Kelly is as Arizona as a cactus in a backyard pool. (Meg tells me they typically aren’t actually in the pool, but you know what I mean.) He went to high school in Scottsdale, a couple dozen miles northeast of Chase Field. After a stint at Yavapai Community College, he transferred to Arizona State to finish up his college career. Drafted by the Rays, Kelly shuttled off to Korea for four years in his 20s before returning to make his MLB debut for the Diamondbacks in 2019. He has spent his entire major league career in Arizona, save for a two month sojourn to Texas following a midseason trade at the 2025 deadline. Perhaps scandalized by Arlington’s complete lack of any public transit — not even a single bus line! — he kept his time with the Rangers short. In Phoenix, he’ll return as the presumptive ace at the unlikely age of 37 and with the unlikely fastball velocity of 91.8 mph.
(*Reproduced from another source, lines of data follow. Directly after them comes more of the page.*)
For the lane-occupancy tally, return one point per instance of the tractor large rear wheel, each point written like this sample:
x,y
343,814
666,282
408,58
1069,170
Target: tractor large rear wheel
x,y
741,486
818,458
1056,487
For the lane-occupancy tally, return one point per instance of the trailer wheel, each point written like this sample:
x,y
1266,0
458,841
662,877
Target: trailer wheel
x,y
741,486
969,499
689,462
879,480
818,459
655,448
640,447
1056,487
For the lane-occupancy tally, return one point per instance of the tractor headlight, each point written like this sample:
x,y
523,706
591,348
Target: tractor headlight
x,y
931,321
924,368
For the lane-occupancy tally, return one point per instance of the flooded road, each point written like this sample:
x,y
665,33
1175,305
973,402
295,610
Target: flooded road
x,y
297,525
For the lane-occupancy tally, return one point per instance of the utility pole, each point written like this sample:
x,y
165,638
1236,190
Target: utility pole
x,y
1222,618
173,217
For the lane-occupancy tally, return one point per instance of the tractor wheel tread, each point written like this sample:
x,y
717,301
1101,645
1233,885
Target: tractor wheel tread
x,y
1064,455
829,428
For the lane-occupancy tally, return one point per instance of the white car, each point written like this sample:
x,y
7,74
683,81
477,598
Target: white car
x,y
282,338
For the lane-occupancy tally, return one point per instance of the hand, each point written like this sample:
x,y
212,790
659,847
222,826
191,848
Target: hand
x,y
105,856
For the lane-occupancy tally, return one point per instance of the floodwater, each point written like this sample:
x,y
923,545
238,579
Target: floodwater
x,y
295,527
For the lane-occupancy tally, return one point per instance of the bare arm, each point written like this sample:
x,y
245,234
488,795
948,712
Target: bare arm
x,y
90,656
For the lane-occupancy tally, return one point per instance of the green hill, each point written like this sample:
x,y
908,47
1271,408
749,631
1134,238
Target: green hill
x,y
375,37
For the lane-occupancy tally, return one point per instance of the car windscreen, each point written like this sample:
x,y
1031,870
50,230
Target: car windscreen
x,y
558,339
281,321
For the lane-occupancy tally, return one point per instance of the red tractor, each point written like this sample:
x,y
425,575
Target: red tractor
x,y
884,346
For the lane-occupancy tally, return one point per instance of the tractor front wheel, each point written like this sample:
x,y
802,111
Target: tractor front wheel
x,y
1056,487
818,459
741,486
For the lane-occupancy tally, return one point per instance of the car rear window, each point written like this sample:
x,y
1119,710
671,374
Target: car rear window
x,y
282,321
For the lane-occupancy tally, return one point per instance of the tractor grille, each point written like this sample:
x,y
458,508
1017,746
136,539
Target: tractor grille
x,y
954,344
There will be analysis of Kelly’s game to come, but his appeal is easily summarized: The guy can just pitch. Yes, his fastball sits about three ticks slower than the average right-handed pitcher. And sure, his stuff metrics are nothing to write home about. But even with these clear limitations, Kelly succeeds because he does two extremely important things: He locates the ball, and he makes it impossible for hitters to guess which pitch is coming. Read the rest of this entry »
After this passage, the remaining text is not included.